3 min read

Securing Your PostgreSQL Database with SSL: A Step-by-Step Guide

SSL is required for a secure connection between the client and the server so confidential data cannot be intercepted by any middle-man

PostgreSQL is often simply referred to as "Postgres." It is known for its reliability, robustness, and performance, and is used by many organizations, from small startups to large enterprise companies. As an open-source RDBMS, we need to ensure security is at the extra level.


Table of contents

What is SSL?

SSL (Secure Sockets Layer), now generally known as TLS (Transport Layer Security), is a security protocol used to establish a secure and encrypted connection between a server and a client.

In the case of webservers, SSL communication is handled by your browser(client) which makes sure whatever information you pass to the webserver cannot be intercepted by your Internet service provider or any other third party.

Why SSL is needed on Postgres?

SSL ensures the data transmitted between two entities is secure and protected from interceptors, this is important while transmitting sensitive information such as credit card details, passwords, location coordinates, etc.

Most of the time database connections are from the app backend, if both database and backend are in different networks then data traverse from one network to another which needs to be encrypted.

Without SSL, sensitive information such as passwords and other confidential data could be intercepted and compromised. Additionally, SSL can also be used to authenticate the identity of the server to the client, providing an additional layer of security for the connection.
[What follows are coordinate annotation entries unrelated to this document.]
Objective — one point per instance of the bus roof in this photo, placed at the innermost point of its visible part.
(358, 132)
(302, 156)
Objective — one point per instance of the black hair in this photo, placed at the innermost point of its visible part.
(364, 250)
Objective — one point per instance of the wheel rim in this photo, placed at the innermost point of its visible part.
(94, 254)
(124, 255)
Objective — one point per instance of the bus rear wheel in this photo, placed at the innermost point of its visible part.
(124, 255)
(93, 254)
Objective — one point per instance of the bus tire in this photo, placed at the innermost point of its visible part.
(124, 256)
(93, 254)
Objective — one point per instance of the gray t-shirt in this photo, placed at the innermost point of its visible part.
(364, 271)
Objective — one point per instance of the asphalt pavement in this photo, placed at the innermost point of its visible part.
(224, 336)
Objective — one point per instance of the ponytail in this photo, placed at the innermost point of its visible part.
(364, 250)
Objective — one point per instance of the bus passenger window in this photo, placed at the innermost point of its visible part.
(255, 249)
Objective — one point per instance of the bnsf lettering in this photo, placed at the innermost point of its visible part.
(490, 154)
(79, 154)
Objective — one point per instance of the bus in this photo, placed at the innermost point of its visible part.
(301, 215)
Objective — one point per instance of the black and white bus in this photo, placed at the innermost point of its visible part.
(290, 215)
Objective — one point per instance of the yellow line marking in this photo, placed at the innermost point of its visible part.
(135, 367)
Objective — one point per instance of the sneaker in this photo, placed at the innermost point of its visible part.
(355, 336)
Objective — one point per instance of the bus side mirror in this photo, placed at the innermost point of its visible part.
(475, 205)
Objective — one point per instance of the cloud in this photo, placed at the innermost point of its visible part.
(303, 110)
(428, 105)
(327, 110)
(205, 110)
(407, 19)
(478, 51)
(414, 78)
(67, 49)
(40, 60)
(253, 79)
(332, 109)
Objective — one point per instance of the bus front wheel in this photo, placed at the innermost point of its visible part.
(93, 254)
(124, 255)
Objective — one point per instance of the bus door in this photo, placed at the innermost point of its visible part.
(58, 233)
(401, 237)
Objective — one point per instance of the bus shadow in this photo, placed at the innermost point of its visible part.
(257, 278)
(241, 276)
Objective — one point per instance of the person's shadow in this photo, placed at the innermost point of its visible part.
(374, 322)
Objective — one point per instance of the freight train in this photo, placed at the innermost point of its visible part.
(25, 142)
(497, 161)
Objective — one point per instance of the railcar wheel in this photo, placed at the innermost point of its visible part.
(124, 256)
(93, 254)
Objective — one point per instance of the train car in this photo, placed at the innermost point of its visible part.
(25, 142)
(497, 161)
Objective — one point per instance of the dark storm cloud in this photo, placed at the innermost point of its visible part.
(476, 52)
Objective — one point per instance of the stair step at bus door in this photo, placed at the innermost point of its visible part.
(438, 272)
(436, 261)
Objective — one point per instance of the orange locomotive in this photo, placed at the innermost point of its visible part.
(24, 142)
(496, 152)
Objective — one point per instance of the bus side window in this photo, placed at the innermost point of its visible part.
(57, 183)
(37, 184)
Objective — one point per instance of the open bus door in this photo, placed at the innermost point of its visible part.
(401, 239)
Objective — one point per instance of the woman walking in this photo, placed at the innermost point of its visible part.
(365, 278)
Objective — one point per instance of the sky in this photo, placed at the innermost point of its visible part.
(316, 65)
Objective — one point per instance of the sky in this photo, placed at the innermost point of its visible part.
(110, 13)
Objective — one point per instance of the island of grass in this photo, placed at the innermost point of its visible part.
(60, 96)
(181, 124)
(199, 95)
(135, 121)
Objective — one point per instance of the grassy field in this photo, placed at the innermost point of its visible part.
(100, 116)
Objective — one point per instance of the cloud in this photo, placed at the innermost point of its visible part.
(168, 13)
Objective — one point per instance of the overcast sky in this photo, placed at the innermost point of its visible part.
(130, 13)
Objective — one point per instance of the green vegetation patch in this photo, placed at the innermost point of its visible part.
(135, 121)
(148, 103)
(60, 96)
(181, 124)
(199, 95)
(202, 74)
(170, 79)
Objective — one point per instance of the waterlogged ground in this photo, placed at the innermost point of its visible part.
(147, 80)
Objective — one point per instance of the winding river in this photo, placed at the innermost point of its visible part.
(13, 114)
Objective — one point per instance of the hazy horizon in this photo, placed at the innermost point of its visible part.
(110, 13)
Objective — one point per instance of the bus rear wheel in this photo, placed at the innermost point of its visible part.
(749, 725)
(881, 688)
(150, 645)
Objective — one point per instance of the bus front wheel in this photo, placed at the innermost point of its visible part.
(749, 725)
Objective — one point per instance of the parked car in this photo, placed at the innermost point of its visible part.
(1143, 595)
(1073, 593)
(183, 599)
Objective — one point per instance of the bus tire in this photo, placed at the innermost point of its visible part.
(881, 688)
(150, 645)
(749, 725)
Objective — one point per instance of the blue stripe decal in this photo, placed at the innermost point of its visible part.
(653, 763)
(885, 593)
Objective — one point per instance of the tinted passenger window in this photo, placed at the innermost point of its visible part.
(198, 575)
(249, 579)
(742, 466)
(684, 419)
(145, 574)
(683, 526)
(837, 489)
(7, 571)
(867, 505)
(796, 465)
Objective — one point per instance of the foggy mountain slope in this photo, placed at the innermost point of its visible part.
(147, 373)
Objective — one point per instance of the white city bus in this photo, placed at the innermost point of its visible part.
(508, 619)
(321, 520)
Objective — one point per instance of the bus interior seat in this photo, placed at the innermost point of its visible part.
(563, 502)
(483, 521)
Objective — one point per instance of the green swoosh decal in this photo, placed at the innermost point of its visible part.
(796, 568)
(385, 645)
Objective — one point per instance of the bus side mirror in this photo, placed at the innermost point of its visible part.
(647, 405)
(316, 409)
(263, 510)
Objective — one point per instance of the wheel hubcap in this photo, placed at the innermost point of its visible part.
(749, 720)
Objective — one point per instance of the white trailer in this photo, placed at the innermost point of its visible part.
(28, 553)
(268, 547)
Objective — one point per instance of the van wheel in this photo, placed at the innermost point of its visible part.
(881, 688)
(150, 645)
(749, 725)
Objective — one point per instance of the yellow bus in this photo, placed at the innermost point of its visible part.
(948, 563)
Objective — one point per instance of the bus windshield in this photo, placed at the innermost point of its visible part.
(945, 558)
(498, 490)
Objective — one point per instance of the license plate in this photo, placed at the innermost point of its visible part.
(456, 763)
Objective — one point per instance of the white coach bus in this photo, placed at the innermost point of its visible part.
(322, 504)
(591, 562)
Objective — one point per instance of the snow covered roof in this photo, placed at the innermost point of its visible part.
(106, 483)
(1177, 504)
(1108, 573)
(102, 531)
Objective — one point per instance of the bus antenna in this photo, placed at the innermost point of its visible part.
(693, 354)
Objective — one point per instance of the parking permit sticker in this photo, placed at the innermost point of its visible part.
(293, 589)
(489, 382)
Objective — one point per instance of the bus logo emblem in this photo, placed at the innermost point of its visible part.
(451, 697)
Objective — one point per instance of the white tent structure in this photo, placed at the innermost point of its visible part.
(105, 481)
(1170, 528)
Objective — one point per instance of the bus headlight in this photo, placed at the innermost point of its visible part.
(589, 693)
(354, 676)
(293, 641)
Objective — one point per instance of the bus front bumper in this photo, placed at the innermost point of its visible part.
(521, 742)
Obtain Certificates for your Server

You can obtain certificates from third-party organizations such as Norton, GoDaddy, and Let's Encrypt or generate a self-signed certificate with OpenSSL. Follow the below steps to generate self-signed certificates using OpenSSL:

  • Install the OpenSSL library if not done already
# openssl on ubuntu
sudo apt update
sudo apt install openssl
  • Generate private key, this is required for signing certificate, to generate CSR (Certificate Signing Request)
openssl genpkey -algorithm RSA -out server.key
  • Generate a certificate signing request (CSR) using the private key and additional information about the certificate, such as the common name (CN), organization (O), and email address (emailAddress), you will get prompted for the required information
openssl req -new -key server.key -out certificate.csr
  • Create a self-signed certificate using CSR file generated
openssl x509 -req -days 365 -in certificate.csr -signkey server.key -out server.crt

server.key and server.crt files are required to setup SSL for the Postgres database.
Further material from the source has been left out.